The following conditions can prevent a runtime count:

  • The loop is an infinite loop.

  • A conditional break statement or goto out of the loop appears in the loop.

  • The loop modifies either the loop-control or loop-limit variable.

  • The loop is a while construct and the condition being tested is defined within the loop.

Data Dependence

When a loop is parallelized, the iterations are executed independently on different processors, and the order of execution will differ from the serial order that occurs on a single processor. This effect of parallelization is not a problem. The iterations could be executed in any order with no effect on the results. Consider the following loop:

for (i=0; i<5; i++)
a[i] = a[i] * b[i]

In this example, the array a would always end up with the same data regardless of whether the order of execution were 0-1-2-3-4, 4-3-2-1-0, 3-1-4-0-2, or any other order. The independence of each iteration from the others makes the loop eligible candidate for parallelization.

Such is not the case in the following:

for (i=1; i<5; i++)
a[i] = a[i-1] * b[i]

In this loop, the order of execution does matter. The data used in iteration i is dependent upon the data that was produced in the previous iteration [i-1]. a would end up with very different data if the order of execution were any other than 1-2-3-4. The data dependence in this loop thus makes it ineligible for parallelization.

Not all data dependences must inhibit parallelization. The following paragraphs discuss some of the exceptions.

Nested Loops and Matrices

Some nested loops that operate on matrices may have a data dependence in the inner loop only, allowing the outer loop to be parallelized. Consider the following:

for (i=0; i<10; i++)
for (j=1; j<100; j++)
a[i][j] = a[i][j-1] + 1;

The data dependence in this nested loop occurs in the inner [j] loop: Each row access of a[j][i] depends upon the preceding row [j-1] having been assigned in the previous iteration.

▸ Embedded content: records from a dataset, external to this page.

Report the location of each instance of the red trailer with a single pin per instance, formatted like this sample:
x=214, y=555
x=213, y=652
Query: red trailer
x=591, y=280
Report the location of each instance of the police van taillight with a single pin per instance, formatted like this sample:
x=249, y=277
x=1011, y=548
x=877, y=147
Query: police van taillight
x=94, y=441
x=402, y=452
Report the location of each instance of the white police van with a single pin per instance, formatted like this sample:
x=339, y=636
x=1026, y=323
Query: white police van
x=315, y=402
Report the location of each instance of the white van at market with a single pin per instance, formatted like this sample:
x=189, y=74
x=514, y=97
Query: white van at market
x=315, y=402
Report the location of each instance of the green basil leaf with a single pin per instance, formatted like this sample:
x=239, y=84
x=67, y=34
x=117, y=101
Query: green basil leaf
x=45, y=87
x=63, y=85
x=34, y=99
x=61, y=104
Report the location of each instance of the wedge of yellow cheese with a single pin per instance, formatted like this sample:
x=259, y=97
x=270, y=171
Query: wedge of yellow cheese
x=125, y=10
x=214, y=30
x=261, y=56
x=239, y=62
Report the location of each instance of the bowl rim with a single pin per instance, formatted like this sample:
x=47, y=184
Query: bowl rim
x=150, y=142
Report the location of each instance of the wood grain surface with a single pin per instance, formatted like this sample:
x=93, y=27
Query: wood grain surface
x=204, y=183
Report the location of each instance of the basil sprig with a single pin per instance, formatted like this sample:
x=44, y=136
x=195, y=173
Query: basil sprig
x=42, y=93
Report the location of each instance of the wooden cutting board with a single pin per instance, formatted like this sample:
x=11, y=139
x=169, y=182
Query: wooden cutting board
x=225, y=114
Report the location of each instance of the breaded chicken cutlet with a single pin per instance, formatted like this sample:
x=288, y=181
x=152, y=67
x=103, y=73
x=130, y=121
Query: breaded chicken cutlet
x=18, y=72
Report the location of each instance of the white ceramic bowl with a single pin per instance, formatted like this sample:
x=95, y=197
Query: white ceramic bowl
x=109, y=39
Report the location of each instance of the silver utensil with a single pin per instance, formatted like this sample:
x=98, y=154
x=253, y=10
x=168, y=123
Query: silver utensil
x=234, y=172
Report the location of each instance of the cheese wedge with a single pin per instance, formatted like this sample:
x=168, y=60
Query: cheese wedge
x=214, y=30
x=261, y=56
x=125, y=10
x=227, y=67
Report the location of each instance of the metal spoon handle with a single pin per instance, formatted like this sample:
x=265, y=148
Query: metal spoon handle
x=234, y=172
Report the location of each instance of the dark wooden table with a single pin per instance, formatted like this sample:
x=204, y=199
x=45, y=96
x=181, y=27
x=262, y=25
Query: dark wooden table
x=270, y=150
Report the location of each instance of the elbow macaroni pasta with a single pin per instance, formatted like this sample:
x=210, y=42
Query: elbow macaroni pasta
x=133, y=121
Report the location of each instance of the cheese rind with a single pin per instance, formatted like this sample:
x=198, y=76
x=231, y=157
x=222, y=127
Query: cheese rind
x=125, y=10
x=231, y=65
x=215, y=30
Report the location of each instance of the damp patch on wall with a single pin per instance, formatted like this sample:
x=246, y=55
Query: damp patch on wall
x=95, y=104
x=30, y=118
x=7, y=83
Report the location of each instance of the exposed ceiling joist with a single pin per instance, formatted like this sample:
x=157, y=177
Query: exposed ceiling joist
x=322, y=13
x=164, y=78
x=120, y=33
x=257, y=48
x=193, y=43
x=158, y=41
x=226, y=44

If the iterations of the j loop were to execute in any other order than the one in which they would execute on a single processor, the matrix would be assigned different values. The inner loop, therefore, must not be parallelized.

But no such data dependence appears in the outer loop: Each column access is independent of every other column access. Consequently, the compiler can safely distribute entire columns of the matrix to execute on different processors; the data assignments will be the same regardless of the order in which the columns are executed, so long as each executes in serial order.

Assumed Dependences

When analyzing a loop, the compiler will err on the safe side and assume that what looks like a data dependence really is one and so not parallelize the loop. Consider the following:

for (i=100; i<200; i++)
a[i] = a[i-k];

The compiler will assume that a data dependence exists in this loop because it appears that data that has been defined in a previous iteration is being used in a later iteration. However, if the value of k is 100, the dependence is assumed rather than real because a[i-k] is defined outside the loop.

© Hewlett-Packard Development Company, L.P.